Eppure quei numeri produrranno effetti al momento del tutto trascurati e che vale la pena prevedere : le 10 mila scuole italiane avranno ciascuna il loro posto in graduatoria (graduatoria generale, la più ambita e graduatoria di categoria).
La posizione in graduatoria, oltre a costituire un notevole rientro pubblicitario per chi sta avanti e un pesante giudizio di esclusione per chi sta in fondo, produrrà gradualmente un flusso di finanziamenti pubblici e privati, in proporzione al livello raggiunto. Il tutto tenderà a promuovere le scuole ritenute (dai numeri) migliori e ad escutere quelle ritenute peggiori, con afflusso di alunni, docenti e dirigenti verso le prime e fuga dalle seconde.

Dalla valutazione delle scuole a quella dei docenti il passo è breve e l’INVALSI (e il ministero) dichiara che tale valutazione non avrà alcuna ricaduta sui docenti solo perché a questa seconda incombenza provvederà la legge sullo Stato Giuridico che sta avanzando in parlamento.
Dunque quei numeretti, pur così limitati, parziali, marginali, segneranno invece il destino delle scuole italiane e anche la posizione nelle classifiche internazionali, cui i test INVALSI si rifanno in modo plateale.

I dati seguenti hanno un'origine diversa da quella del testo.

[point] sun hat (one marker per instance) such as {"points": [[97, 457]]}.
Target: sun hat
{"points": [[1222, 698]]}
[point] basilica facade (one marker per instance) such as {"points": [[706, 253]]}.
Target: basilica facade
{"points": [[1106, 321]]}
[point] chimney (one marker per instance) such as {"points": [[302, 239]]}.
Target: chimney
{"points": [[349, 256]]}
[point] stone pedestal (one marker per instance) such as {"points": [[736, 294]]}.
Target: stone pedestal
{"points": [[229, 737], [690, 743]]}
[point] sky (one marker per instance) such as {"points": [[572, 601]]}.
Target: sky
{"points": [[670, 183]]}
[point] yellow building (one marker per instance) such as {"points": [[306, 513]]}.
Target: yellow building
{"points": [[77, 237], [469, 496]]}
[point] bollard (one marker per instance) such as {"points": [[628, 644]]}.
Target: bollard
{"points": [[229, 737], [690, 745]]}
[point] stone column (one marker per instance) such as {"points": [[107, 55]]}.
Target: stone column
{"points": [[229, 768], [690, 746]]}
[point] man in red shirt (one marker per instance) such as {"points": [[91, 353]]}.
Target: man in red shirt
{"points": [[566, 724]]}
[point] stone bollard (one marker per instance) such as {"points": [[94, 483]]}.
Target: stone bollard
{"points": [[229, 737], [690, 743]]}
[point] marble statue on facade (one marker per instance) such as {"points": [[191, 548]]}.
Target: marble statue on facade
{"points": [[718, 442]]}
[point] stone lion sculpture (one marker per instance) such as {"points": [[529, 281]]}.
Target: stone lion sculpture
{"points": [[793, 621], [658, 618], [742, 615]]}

Che il singolo alunno non possa essere valutato attraverso un semplice test di mezz’ora, che il suo percorso scolastico ed educativo scompaia di fronte ai test INVALSI, che la poliformìa della scuola italiana sia da considerare ricchezza e non handicap, che la personalità dei docenti e la libertà di insegnamento non abbiano nulla da spartire con una valutazione nazionale supposta oggettiva divengono quisquilie per pignoli e argomenti per resistenti residui.

La politica del MIUR, perfettamente in linea con le politiche scolastiche internazionali, ha bisogno di valutare le competenze acquisite e siccome il modo più semplice ed economico per farlo è sottoporre gli interessati a test a risposta chiusa (a crocette), tutto il resto non conta ; da quel momento in poi conterà solo la posizione in graduatoria.

Pertanto, se il movimento si è fino ad oggi opposto alla degenerazione dell’istruzione pubblica tenacemente perseguita da questo governo, opponendo valori legati alla persona, diritti inalienabili garantiti dalla Costituzione e pratiche educative radicate e convinte, lo stesso movimento ha il dovere di opporsi tenacemente a questa nuova protervia; anzitutto chiedendo al MIUR un’operazione di trasparenza sulle modalità con cui i test sono stati prodotti e la sterilizzazione degli effetti nefandi che potrebbero generare; poi difendendosi da tali effetti con la plateale e dichiarata volontà di falsificarli fino a quando si protrarrà una tale politica di promozione/esclusione.

Propongo quindi alla discussione del movimento questa nuova parola d’ordine : aiutiamo i nostri alunni a compilare i test INVALSI.